星眉朗目,鬓若刀裁,初见时白皙的皮肤因为每天练功而变成小麦色,却没有让他难看一分,反而更加的成熟和迷人。这张脸素月朝夕相对七年,从看见的第一眼便一直喜欢到现在,没有一刻觉得腻的。可究竟是谁那么残忍,尽然在这张俊美的脸上留下这条不应该存在的伤痕!
“对不起,吓着你了吧!”清羽慌忙带上斗笠,温柔的拂去素月腮边的泪水。
他就知道,不该让她看的!
“是谁?是师父吗?”
他不说话,她心里就明白了。满山就只有一个缙云观,满观能打得过他的,也就只有一个天一道人,他们的师父罢了。
摘掉他的斗笠,强挤出笑来,往他伤口上吹了口气,“师兄不怕,月儿呼呼就不疼了。
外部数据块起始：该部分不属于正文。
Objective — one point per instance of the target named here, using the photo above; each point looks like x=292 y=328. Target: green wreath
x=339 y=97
”
小时候他们练功受伤的时候,总是这样安慰彼此的。
“小傻瓜!”清羽宠溺的揉揉她的头,“别担心,你露珠儿师姐给我上过药,已经不疼了!”
“那会留疤吗?”
问出这话,素月就后悔了,她明显看到清羽的笑容在脸上一僵,“我,我就是问问,不管师兄变成什么样子,素月都永远喜欢师兄!”
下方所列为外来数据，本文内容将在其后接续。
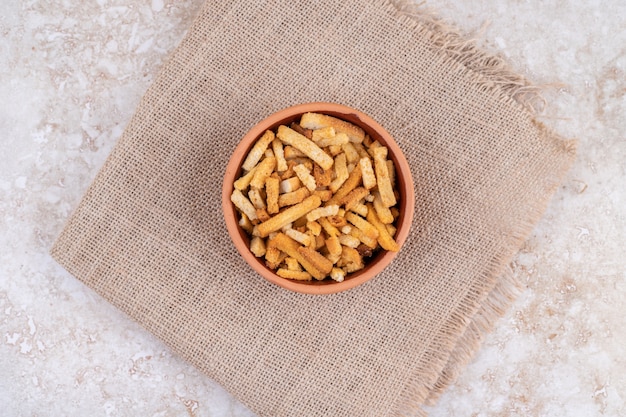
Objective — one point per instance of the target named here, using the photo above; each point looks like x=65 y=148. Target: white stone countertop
x=71 y=75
“小傻瓜,瞧把你吓的!你师姐的药,那可是这世上最好的,不会留疤的!”
温柔的笑意在清羽在脸上涟漪般的荡开,连伤痕都变得不那么刺眼,素月一时又看得呆了。
“你还不脱衣服,是等着师兄来帮你吗?”
“讨厌!”明知道他是戏谑,她还是羞得满脸通红。亏得山洞里黑暗,她只求他看不见,就像她先前并未看见他的那道鞭痕一样。
暴雨变成大雨,大雨变成小雨,就这样淅淅沥沥的下了一整夜。待阳光懒散的探出云头,已经是第二天清晨。
阳光透过茂密的树荫洒在林间小道上,斑驳了两个疾步而行的身影。素月好几次回头偷看跟在身后的清羽,昨晚自己睡了一夜,他便在火堆边守了一夜,就因着担心自己会受寒。他俊朗的面容微带着憔悴,眼里布满血丝,还有那道无法忽视的鞭痕……
“师兄,你回去吧,我可以自己下山了。”纵使心里有千般的不舍,素月还是狠下心来辞行,“等我找到家人,定会回来看你们的。”
她自七年前上山,便一直是他的拖油瓶,每每总是连累他被师父责罚,被师兄弟们嘲笑。不过是因为那句“师兄”!
如今,她已经被逐出师门,还要害他受累,断断不该啊!
清羽没有说话,依旧亦步亦趋的跟在她的身后。
素月有些恼,她也希望时间可以慢下来,可长痛不如短痛,分别只是迟早。她猛然转身,迎了上去,一字一顿道:“清羽师兄,我在跟你说话呢!”
斑驳的阳光碎金般洒在他高大的身影上,落在她清澈的眼眸中好似泛着粼粼的光。清羽抬手抚平她眉间的怒意,浅浅一笑,道:“我昨日也被逐出师门,若然月儿还不让我跟着,我该怎么办呢?”
他笑得那样轻松,好像说的事情跟自己全无关系,好像这些年的师门情谊,不过是一场过眼的云烟。
泪水又在眼眶里打起转转,素月紧抿着嘴唇纵身一跃,勾住清羽的脖子,将头埋进他的颈窝,“师兄,以后咱们俩风雨同路!”
清羽未置可否,只是温柔的摸摸她的头。
一个时辰后,当双足站立在山脚的平原之上,素月深深的吸了一口气,被大雨洗礼过的一切都是那样明澈,青草混合着泥土的芬芳,那是自由的味道!
“自我八岁上山,已近七年,这还是我头一回下山,却也可能是最后一次。”从前素月未曾觉得,这一刻却有那么些不舍。
清羽在手指在她额间轻轻一扣,“强赋情愁,杞人忧天,先想想怎么找到你的家人吧!”
是的,若不是这意外,她也会在及笄之后拜别师父下山寻亲的,原本的计划只是别略微的提前而已。
“战火燃起之前,我父母曾是家乡的耕作能手,满大陆只有瀛渊国最是重农抑商,我想他们应该在那里吧!”
清羽在她的肩头一拍:“那我就陪你瀛渊国,找到你的家人!”
“谢谢师兄!”素月不禁莞尔,也在他的肩头一拍,“放心,以后我的家人就是你的家人,我罩着你!”
这些年,她从未听他提起过家人,她想他也是师父收养的众多孤儿之一吧!
两个人一面走一面商量着路线的问题,浑然不知危险正在悄悄靠近。